The idea of ever graduating to a level where I was responsible for keeping the customer happy was scary. Much easier to make sure the technical problems stayed hard and interesting and engrossing. With my time and energy consumed by the essential difficulty of my job, I would always require a buffer between me and the higher-level business concerns.

Pathological discipline avoidance

At the beginning of this article I talked about Pathological Demand Avoidance, and how it makes rote activities feel threatening. At the core of PDA isn’t contrariness or defiance. PDA is all about anxiety and fear, because the brain inaccurately senses demands as mortal threats warranting a fight-or-flight response.

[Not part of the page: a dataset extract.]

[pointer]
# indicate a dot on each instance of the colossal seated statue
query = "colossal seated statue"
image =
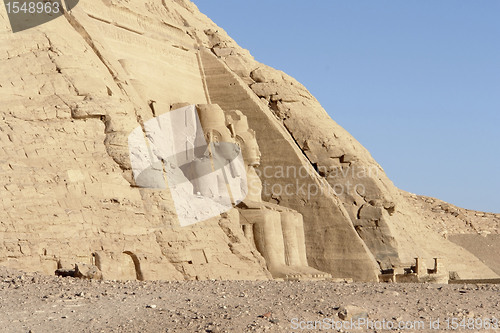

I’m not suggesting that the “programming discipline avoidance” programmers are prone to is actually related to PDA. But I think it is equally rooted in fear. The fear of not being “special” anymore, and the linked fear of progressing to the next, wider context of hard things. The resistance to boring, rote, simplifying disciplines in software development isn’t just about hubris or exceptionalism. It’s an anxiety response to shifting modes and increased responsibility.

[This article was adapted from a SIGAVDI email first published in 2016].

4 comments

  1. I wouldn’t call the novel experience “easy ones” but I absolutely agree that they can be significantly easier. But also I think that the reason novel experiences are not easy is also a combination of the fear and the feeling of demand to engage with the new thing.

    Great article though. Definitely gonna share with folks at work.